Transliteration: “If you lose something, tie a cloth black to the foot of a chair so that San Dima can help you to find it.”
Translation: “If you lose something, tie a black cloth to the leg of a chair so that San Dima can help you find it.”
The source says that Cubans have many different superstitions for finding lost items, but this is the one she’s heard of the most. She said San Dima is the patron saint of finding lost things. When I tried searching more about Saint Dima, though, I was unable to find anyone by that name. I also asked what the significance of the black cloth and the chair were. Apparently, it’s a black cloth because the item is lost somewhere it can’t be found, somewhere “dark” to the finder. She didn’t know exactly why it’s tied to the leg of a chair, but she speculated it had something to do with being close to the floor and how lost things are usually on the floor.

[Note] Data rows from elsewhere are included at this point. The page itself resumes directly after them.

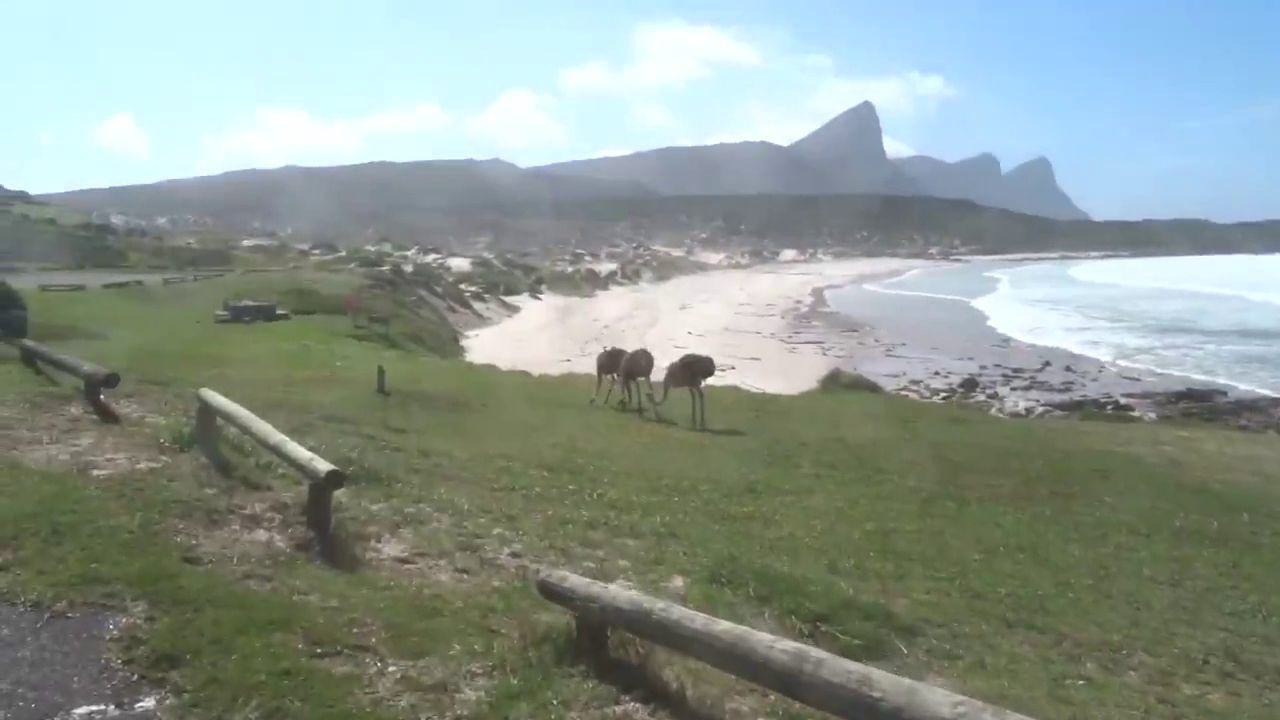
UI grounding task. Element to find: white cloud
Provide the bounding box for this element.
[588,147,635,158]
[93,113,151,160]
[808,70,957,115]
[559,20,763,96]
[631,101,676,129]
[468,87,568,150]
[204,104,449,168]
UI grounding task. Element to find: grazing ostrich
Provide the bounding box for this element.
[618,347,658,416]
[590,347,627,405]
[654,352,716,430]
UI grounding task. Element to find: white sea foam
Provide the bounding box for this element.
[863,268,970,302]
[972,256,1280,395]
[1069,255,1280,305]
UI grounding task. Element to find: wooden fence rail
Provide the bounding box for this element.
[5,340,120,423]
[196,388,347,550]
[536,570,1030,720]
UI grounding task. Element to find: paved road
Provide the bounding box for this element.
[0,603,159,720]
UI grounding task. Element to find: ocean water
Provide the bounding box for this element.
[865,255,1280,395]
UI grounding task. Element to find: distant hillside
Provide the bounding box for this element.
[0,184,31,208]
[0,188,128,266]
[35,102,1085,237]
[540,102,1088,219]
[41,160,650,241]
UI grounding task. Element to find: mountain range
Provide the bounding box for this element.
[540,102,1088,220]
[41,102,1087,240]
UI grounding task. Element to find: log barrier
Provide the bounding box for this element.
[5,340,120,423]
[196,388,347,560]
[536,570,1030,720]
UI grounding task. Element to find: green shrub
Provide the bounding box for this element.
[818,368,884,392]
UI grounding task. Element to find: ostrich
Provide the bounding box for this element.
[618,347,658,416]
[590,347,627,405]
[654,352,716,430]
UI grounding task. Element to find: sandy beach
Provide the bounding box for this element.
[463,258,928,393]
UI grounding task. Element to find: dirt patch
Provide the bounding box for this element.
[0,388,169,478]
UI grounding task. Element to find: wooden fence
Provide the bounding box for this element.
[196,388,347,550]
[5,340,120,423]
[536,570,1030,720]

This belief sounds like it stems from Santeria, a Latin American religion that combines witchcraft with Christian beliefs. The original practitioners of Santeria were African slaves that had been taken to islands like Cuba and whatnot by the Spanish. In order to protect themselves from being punished for practicing their native rituals, the slaves exchanged the names of African deities for Christian saints. As such, many of the deities’ abilities were carried over to the saints. It’s possible that San Dima received their power for finding things from whatever African deity their name was used to replace. While Santeros aren’t the only ones who practice this belief, it seems very likely that that’s where it stemmed from.